Dr Steve Ryan, medical director at Barts Health NHS Trust, told the audience at the London Procurement Partnership Conference this week that light touch governance worked best when trying to generate close working relationships between procurement and clinicians.
Ryan, who chairs the clinical procurement group at Barts, said: “It’s been relatively governance light. We haven’t turned this into a big bureaucratic exercise for the doctors. They can come along and tell their story to the group. It feels quite homely for clinicians.”
While he strongly advocated keeping governance levels low in order to attract members to the group, he stressed the need to sometimes be provocative to get traction between buyers and clinicians during the meetings. “Some of it is about being provocative, saying ‘that’s what they do in Leeds, that’s what they do in Manchester’, so why can’t we do it at Barts’,” he added.

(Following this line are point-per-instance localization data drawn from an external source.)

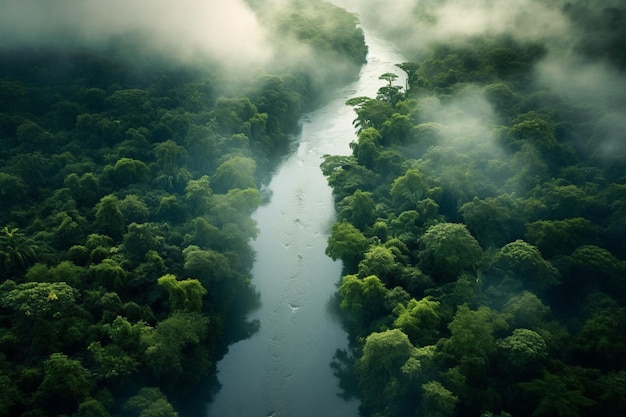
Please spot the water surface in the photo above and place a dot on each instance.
(283, 370)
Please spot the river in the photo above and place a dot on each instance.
(283, 370)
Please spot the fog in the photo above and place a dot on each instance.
(225, 30)
(563, 28)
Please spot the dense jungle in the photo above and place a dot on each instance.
(481, 218)
(127, 178)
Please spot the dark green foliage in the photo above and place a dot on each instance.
(489, 279)
(122, 169)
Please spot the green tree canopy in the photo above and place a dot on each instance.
(447, 249)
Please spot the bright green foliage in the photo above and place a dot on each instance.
(525, 263)
(408, 189)
(109, 218)
(357, 209)
(180, 332)
(388, 362)
(37, 300)
(184, 295)
(347, 243)
(447, 249)
(472, 340)
(237, 172)
(419, 320)
(363, 297)
(379, 261)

Ryan also advised setting clear objectives from the start to achieve progress. He told the group: “We will be using fewer products, we will not be using eight, we will be using two, and get used to it because that’s what is going to happen.” To assure clinicians procurement would not just look for cheaper supplies, the group stressed that the process will be scored in relation to quality rather than just cost.
Since the group was formed, it has helped deliver a £1 million saving in pacemakers and £750,000 on hip and knee replacements, out of a total spend of £2.83 million.
Building stronger relationships with clinical colleagues was cited as one of the six key areas procurement should focus on by NHS chief executive Sir David Nicholson at the same event.